Difference between MBCS and UTF-8 on Windows

Asked 21/7, 2010 at 11:11 Answered 12/5, 2013 at 1:21

Solved windows unicode character-encoding mbcs

I am reading about the charater set and encodings on Windows. I noticed that there are two compiler flags in Visual Studio compiler (for C++) called MBCS and UNICODE. What is the difference between them ? What I am not getting is how UTF-8 is conceptually different from a MBCS encoding ? Also, I found the following quote in MSDN:

Unicode is a 16-bit character encoding

This negates whatever I read about the Unicode. I thought unicode can be encoded with different encodings such as UTF-8 and UTF-16. Can somebody shed some more light on this confusion?

Vellicate answered 21/7, 2010 at 11:11 Comment(0)

118

I noticed that there are two compiler flags in Visual Studio compiler (for C++) called MBCS and UNICODE. What is the difference between them ?

Many functions in the Windows API come in two versions: One that takes char parameters (in a locale-specific code page) and one that takes wchar_t parameters (in UTF-16).

int MessageBoxA(HWND hWnd, const char* lpText, const char* lpCaption, unsigned int uType);
int MessageBoxW(HWND hWnd, const wchar_t* lpText, const wchar_t* lpCaption, unsigned int uType);

Each of these function pairs also has a macro without the suffix, that depends on whether the UNICODE macro is defined.

#ifdef UNICODE
   #define MessageBox MessageBoxW
#else
   #define MessageBox MessageBoxA
#endif

In order to make this work, the TCHAR type is defined to abstract away the character type used by the API functions.

#ifdef UNICODE
    typedef wchar_t TCHAR;
#else
    typedef char TCHAR;
#endif

This, however, was a bad idea. You should always explicitly specify the character type.

What I am not getting is how UTF-8 is conceptually different from a MBCS encoding ?
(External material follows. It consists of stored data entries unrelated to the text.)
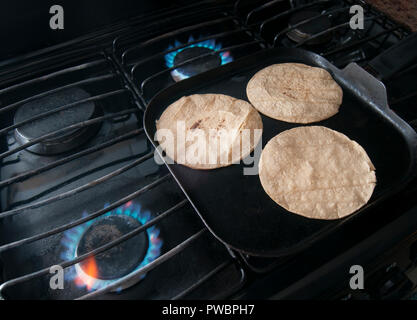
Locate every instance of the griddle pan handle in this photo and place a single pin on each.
(395, 59)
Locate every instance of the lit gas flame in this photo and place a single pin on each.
(88, 277)
(209, 44)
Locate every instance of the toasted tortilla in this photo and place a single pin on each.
(295, 92)
(317, 172)
(213, 122)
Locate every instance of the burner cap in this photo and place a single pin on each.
(309, 29)
(197, 66)
(119, 260)
(64, 141)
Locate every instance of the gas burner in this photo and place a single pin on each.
(62, 142)
(209, 60)
(104, 269)
(310, 28)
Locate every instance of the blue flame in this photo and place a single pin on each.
(209, 44)
(72, 237)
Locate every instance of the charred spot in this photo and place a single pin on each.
(196, 124)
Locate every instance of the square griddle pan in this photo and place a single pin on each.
(235, 208)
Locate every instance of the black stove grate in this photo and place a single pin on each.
(101, 76)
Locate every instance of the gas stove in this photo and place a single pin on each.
(81, 190)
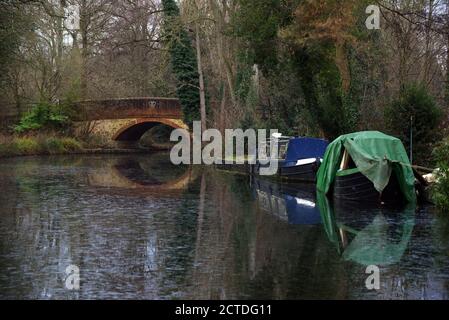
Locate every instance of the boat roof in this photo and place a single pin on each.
(376, 155)
(305, 148)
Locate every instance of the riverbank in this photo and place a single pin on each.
(16, 146)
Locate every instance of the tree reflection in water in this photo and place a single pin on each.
(141, 228)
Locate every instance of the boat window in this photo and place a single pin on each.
(283, 150)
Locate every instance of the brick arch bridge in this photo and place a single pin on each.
(122, 122)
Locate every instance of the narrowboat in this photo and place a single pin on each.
(299, 158)
(367, 167)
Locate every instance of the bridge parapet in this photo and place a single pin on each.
(128, 108)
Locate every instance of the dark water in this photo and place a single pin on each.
(139, 228)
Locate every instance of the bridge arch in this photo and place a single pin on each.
(135, 130)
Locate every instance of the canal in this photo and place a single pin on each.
(138, 227)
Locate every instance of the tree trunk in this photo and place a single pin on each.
(201, 78)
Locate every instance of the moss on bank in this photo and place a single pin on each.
(11, 146)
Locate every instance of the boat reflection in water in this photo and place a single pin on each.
(293, 203)
(368, 234)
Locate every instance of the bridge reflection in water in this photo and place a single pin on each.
(140, 228)
(151, 175)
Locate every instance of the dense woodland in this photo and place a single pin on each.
(305, 67)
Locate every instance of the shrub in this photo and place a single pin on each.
(440, 192)
(26, 146)
(414, 101)
(54, 146)
(43, 116)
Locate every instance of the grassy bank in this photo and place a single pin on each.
(11, 146)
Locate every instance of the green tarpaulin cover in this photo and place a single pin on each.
(376, 156)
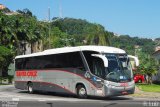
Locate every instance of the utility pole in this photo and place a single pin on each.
(49, 30)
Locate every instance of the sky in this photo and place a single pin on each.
(137, 18)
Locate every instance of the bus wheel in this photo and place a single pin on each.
(81, 91)
(30, 88)
(139, 81)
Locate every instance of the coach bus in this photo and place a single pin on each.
(82, 71)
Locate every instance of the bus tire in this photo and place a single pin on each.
(30, 88)
(139, 81)
(81, 91)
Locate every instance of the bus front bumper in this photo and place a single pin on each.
(119, 90)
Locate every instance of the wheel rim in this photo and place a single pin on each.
(30, 89)
(82, 91)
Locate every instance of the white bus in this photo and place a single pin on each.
(82, 71)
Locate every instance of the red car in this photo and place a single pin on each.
(139, 78)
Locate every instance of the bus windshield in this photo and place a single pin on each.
(119, 68)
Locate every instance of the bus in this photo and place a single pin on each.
(83, 71)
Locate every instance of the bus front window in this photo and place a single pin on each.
(119, 69)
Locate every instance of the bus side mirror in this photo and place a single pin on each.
(135, 59)
(105, 60)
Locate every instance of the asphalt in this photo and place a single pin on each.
(11, 97)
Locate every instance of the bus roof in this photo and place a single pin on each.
(100, 49)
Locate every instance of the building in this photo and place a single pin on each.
(156, 55)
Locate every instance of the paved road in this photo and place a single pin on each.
(11, 97)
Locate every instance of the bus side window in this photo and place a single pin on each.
(98, 67)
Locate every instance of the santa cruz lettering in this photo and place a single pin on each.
(27, 73)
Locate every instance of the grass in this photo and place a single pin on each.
(149, 88)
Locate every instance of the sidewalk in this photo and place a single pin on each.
(142, 94)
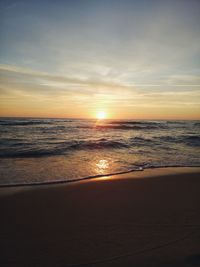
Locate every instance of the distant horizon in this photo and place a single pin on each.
(128, 59)
(81, 118)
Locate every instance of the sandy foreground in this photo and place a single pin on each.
(149, 218)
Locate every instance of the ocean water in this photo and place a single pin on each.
(52, 150)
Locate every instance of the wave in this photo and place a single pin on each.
(191, 140)
(62, 181)
(60, 148)
(23, 123)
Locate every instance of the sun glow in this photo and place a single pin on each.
(101, 115)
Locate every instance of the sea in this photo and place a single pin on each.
(39, 151)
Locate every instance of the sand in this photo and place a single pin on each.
(149, 218)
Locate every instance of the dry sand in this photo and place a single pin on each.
(149, 218)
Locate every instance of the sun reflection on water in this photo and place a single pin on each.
(102, 166)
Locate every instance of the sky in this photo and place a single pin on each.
(132, 59)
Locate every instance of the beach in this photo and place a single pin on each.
(148, 218)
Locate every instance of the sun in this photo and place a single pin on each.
(101, 115)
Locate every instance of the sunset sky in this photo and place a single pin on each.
(132, 59)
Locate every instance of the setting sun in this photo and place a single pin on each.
(101, 115)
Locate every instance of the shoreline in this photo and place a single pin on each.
(122, 220)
MBCS stands for "multi-byte character set". For the literal minded, it seems that UTF-8 would qualify.

But in Windows, "MBCS" only refers to character encodings that can be used with the "A" versions of the Windows API functions. This includes code pages 932 (Shift_JIS), 936 (GBK), 949 (KS_C_5601-1987), and 950 (Big5), ~~but NOT UTF-8.~~

To use UTF-8, you have to convert the string to UTF-16 using MultiByteToWideChar, call the "W" version of the function, and call WideCharToMultiByte on the output. This is essentially what the "A" functions actually do, which makes me wonder why Windows doesn't just support UTF-8.

This inability to support the most common character encoding makes the "A" version of the Windows API useless. Therefore, you should always use the "W" functions.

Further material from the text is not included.